Since Washington’s big spenders have no interest in new taxes that don’t “enhance” federal revenue, it is hard to imagine Congress would enact a $40/ton carbon tax just to give the revenues back to households. The Congressional Budget Office estimates a carbon tax that starts at $20 and increases by 5 percent annually would raise $1.2 trillion in first decade. The CLC proposal might raise double the booty. If you believe Congress would never divert hundreds of billions of new revenue to federal spending programs, then I have a bridge to sell you.
A carbon tax is hardly a new idea. Why do the oil majors believe their time has come? Niskanen Center climate policy direct Joseph Majkut sees today’s low gas prices as a factor. The HuffPo reports:
“From a political point of view, on any big moves toward carbon pricing―which will have visible price effects for consumers, drivers and industries that use energy―the low-price future that we apparently have in front of us might ease the pain of standing up a carbon price,” Majkut said. “It’s easier to do at $2 a gallon than it is at $4.”
What that means is that carbon taxes increase the consumer risks of energy-price volatility while reducing (confiscating) the benefits.

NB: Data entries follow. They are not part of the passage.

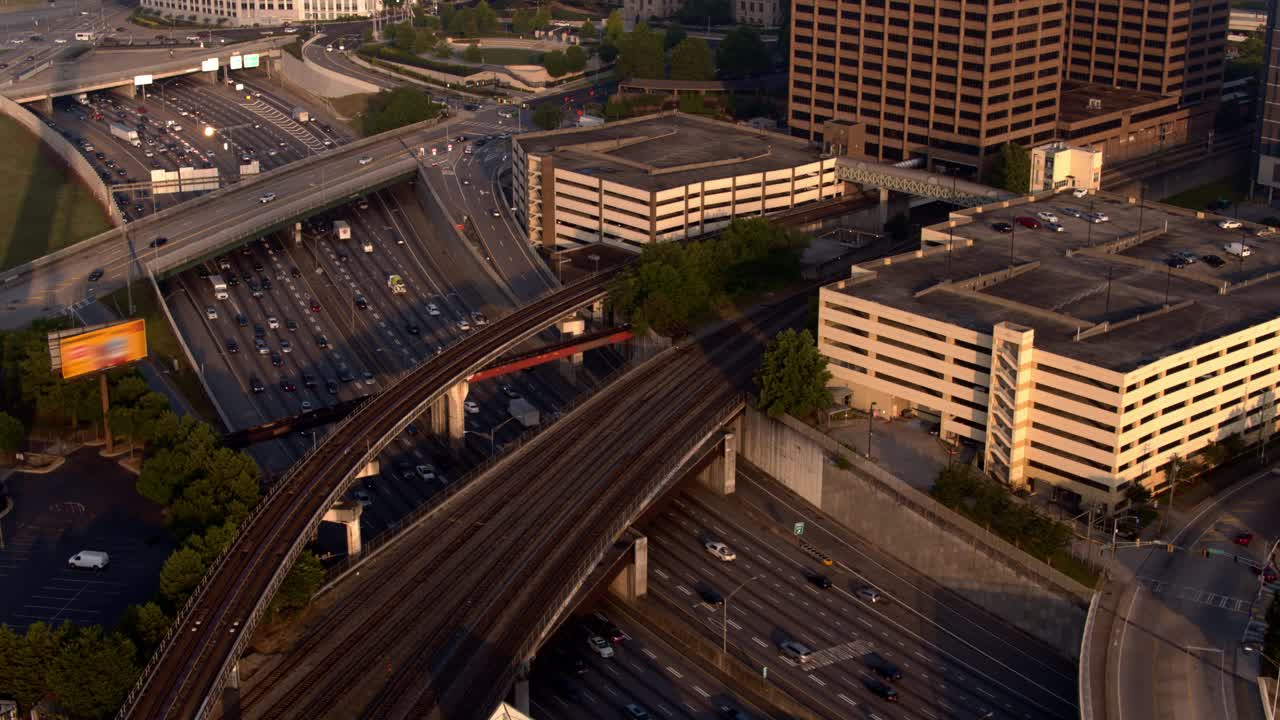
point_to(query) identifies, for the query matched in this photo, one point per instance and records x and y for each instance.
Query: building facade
(260, 12)
(954, 80)
(658, 178)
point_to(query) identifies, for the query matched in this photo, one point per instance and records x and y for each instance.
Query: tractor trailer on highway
(124, 133)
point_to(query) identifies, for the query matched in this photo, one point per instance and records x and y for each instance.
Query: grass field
(508, 57)
(42, 205)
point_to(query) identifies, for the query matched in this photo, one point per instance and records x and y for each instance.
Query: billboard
(104, 347)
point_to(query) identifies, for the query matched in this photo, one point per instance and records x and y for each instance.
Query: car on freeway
(599, 646)
(869, 593)
(721, 551)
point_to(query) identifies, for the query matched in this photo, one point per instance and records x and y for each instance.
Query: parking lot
(87, 504)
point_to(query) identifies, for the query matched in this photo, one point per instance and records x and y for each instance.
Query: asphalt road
(956, 660)
(1178, 647)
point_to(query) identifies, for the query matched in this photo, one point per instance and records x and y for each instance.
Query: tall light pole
(725, 618)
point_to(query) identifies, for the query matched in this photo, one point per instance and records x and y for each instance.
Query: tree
(615, 27)
(302, 582)
(691, 59)
(92, 673)
(13, 434)
(398, 108)
(554, 63)
(1010, 169)
(548, 115)
(182, 572)
(792, 376)
(575, 59)
(675, 36)
(743, 54)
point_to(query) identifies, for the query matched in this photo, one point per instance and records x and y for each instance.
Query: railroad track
(193, 661)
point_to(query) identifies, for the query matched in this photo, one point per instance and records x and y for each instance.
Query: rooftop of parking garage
(668, 150)
(1080, 281)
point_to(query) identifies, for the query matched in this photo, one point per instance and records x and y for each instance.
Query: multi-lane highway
(496, 563)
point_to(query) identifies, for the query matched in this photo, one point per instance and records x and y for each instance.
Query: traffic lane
(760, 501)
(918, 642)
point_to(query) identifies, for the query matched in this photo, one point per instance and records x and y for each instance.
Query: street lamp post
(725, 619)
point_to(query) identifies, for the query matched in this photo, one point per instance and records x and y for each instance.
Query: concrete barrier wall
(927, 536)
(323, 81)
(68, 153)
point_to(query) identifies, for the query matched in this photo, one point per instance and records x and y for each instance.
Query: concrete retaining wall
(927, 536)
(68, 153)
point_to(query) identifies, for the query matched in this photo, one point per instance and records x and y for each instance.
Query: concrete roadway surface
(956, 660)
(571, 682)
(1178, 647)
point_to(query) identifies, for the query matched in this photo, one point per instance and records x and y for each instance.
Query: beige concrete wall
(915, 529)
(68, 153)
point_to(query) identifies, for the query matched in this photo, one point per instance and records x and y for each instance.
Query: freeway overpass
(190, 668)
(105, 69)
(210, 223)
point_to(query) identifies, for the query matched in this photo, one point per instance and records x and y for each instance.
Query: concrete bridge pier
(721, 474)
(632, 582)
(347, 514)
(571, 327)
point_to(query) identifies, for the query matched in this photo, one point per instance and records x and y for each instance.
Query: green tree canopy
(673, 36)
(1010, 169)
(691, 59)
(792, 376)
(743, 54)
(548, 115)
(398, 108)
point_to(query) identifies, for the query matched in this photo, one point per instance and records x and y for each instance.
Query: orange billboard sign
(101, 349)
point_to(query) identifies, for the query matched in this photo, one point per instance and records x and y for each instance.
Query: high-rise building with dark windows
(954, 80)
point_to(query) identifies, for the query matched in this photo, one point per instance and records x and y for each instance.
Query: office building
(658, 177)
(260, 12)
(954, 81)
(1082, 361)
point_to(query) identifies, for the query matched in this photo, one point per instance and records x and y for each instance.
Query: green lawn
(44, 206)
(1198, 197)
(508, 55)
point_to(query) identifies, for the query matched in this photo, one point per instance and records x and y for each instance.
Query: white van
(1238, 250)
(90, 560)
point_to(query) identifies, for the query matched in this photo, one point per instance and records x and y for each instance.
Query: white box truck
(124, 133)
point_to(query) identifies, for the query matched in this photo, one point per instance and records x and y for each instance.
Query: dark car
(883, 668)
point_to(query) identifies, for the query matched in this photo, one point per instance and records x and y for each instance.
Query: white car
(722, 552)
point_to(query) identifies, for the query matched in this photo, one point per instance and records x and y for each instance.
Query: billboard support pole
(106, 408)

When gas prices passed $3 and even $4 a gallon, there was no legal mechanism adjusting gas taxes downward to alleviate the windfall losses consumers incurred at the pump. Similarly, the CLC plan provides no mechanism to suspend or reduce the carbon tax if oil and gas prices shoot back up. Consumers will be stuck with a new tax that grows over time, no matter how high oil prices get.
Apparently, Big Oil hopes taxpayers will forget the historic volatility of oil markets and look just at “low price future that we apparently have in front of us.” Typical, inside-the-Beltway, swamp-creature behavior.
Ebell proposes an elegant counter-measure: a bill called the “Put Your Money Where Your Mouth Is Act.” As he explained to the HuffPo:
We should introduce a bill to allow any company that wants to put a carbon tax on itself to do so and send the money to the U.S. Treasury every year. Consumers would then have the opportunity to go to an Exxon station and pay more for their gasoline because that would be great, because those consumers who agree there should be a tax would be able to put it on themselves.
* In 2016, the daily average motor gasoline consumption in the United States was 391.73 million gallons (EIA). Total U.S. population in 2015 was 321.4 million (Google). Hence, each man, woman, and child consumes about 1.2 gallons of gasoline per day. 1.2 x 365 x $0.35 x 4 = $623.